A descending line of light flashed before her, but more importantly to her at that time, the bulk of the snake crashed into her. How she screamed and thrashed! All discipline flew from her as she worked purely in reaction to get that horrid thing away from her. And even after it fell aside, it took the woman quite a few heartbeats to sort it all out, to realize that she had not been bitten, to understand that the light marked the descent of Drizzt’s scimitar, and that she had been met by nothing more than the snake’s headless body flying from momentum and thrashing in its death throes.
Drizzt grabbed Dahlia and held her arms by her sides, trying to calm her as Entreri walked by.

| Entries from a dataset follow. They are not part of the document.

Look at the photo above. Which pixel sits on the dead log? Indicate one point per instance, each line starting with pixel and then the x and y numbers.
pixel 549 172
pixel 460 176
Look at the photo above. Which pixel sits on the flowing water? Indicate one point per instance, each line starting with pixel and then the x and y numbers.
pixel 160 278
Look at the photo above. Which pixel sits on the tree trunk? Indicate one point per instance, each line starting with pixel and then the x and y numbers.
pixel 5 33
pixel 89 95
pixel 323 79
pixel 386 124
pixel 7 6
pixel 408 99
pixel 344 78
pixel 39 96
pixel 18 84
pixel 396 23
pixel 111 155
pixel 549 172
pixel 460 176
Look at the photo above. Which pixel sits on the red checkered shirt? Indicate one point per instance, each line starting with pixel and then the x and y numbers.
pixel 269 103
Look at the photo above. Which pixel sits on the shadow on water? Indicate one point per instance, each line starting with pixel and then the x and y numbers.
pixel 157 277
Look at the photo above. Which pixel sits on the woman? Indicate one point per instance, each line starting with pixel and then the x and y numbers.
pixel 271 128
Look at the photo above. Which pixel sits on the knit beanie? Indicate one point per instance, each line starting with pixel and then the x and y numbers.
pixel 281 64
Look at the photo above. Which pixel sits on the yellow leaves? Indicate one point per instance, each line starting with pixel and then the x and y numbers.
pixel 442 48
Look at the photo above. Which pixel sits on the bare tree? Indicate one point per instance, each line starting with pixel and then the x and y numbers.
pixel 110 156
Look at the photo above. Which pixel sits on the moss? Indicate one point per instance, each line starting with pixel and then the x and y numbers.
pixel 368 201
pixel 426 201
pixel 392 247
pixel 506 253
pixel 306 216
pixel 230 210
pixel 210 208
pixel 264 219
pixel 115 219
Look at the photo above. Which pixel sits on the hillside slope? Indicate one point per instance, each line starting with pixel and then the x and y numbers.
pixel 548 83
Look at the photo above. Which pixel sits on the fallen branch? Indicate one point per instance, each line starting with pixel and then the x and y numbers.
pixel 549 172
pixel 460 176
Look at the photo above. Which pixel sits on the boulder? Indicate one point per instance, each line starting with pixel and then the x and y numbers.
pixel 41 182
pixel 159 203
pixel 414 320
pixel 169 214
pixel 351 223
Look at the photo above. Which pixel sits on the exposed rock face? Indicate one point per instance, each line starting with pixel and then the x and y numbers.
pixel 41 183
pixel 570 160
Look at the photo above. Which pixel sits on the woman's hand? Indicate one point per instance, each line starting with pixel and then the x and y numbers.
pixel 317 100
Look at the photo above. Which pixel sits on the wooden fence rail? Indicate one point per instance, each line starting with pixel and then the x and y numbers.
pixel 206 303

“Did it pierce me? Am I poisoned?” she asked over and over again.
“Perhaps, and no,” Entreri answered, and both looked at him, and Dahlia’s face crinkled with disgust. He held the severed snake head, stuck on the end of his sword. “It is a constrictor, not a venomous serpent,” he said. “It won’t kill you with a bite, but would wrap you instead and crush the breath out of you, all the while trying to swallow the top of your head.”
Now it was Drizzt’s turn to flash a glare at Entreri. “It is-was not poisonous,” he said calmly. “And it did not bite you, in any case.”
/> That seemed to steady Dahlia a bit more. She kicked the thick, strong body of the snake farther away from her, and the body jerked spasmodically once more. Dahlia gasped and hopped away.
“You really don’t like snakes, do you?” Entreri said, and he flicked his blade, launching the snake head far away. He walked back past Drizzt and Dahlia. “Come along, then. The sooner we are out of these smelly sewers, the better.”
Neither Dahlia nor Drizzt was about to argue with that statement and they rushed to catch up, Drizzt again taking the lead-but this time, Dahlia stood right beside him.
Entreri handed her the other half of Kozah’s Needle. Dahlia looked at it doubtfully, not taking it.
“If it serves as we had hoped, then it has shown me no contact by Charon’s Claw in the time I have carried it,” he explained. “If the sword has sought me and found me, then your weapon didn’t notice. Either way, better for you to be armed now.”
“What do you know?” Dahlia asked.
“That,” Drizzt answered, and when Dahlia and Entreri turned to him, he thrust his sword out before him, and in the light farther along the tunnel, more snakes writhed, some taking to the water, some crawling over others, and all looking back at them.
“Let’s leave this place,” Dahlia said.
“We’re trying to do just that,” Entreri reminded.
“Back the way we came,” Dahlia insisted. She joined the ends of Kozah’s Needle back together, forming a singular eight-foot length. It wasn’t very practical for fighting in a narrow tunnel, of course, but when Dahlia stabbed the staff diagonally into the water before her, Drizzt understood that she wanted her weapon to keep these slithering creatures as far from her as possible.
“They’re not poisonous,” Entreri replied. “They know they cannot swallow us and have no means to kill us. They’ll likely retreat.”
“Like the first one?” Dahlia sarcastically replied, and she backed down the corridor a few steps.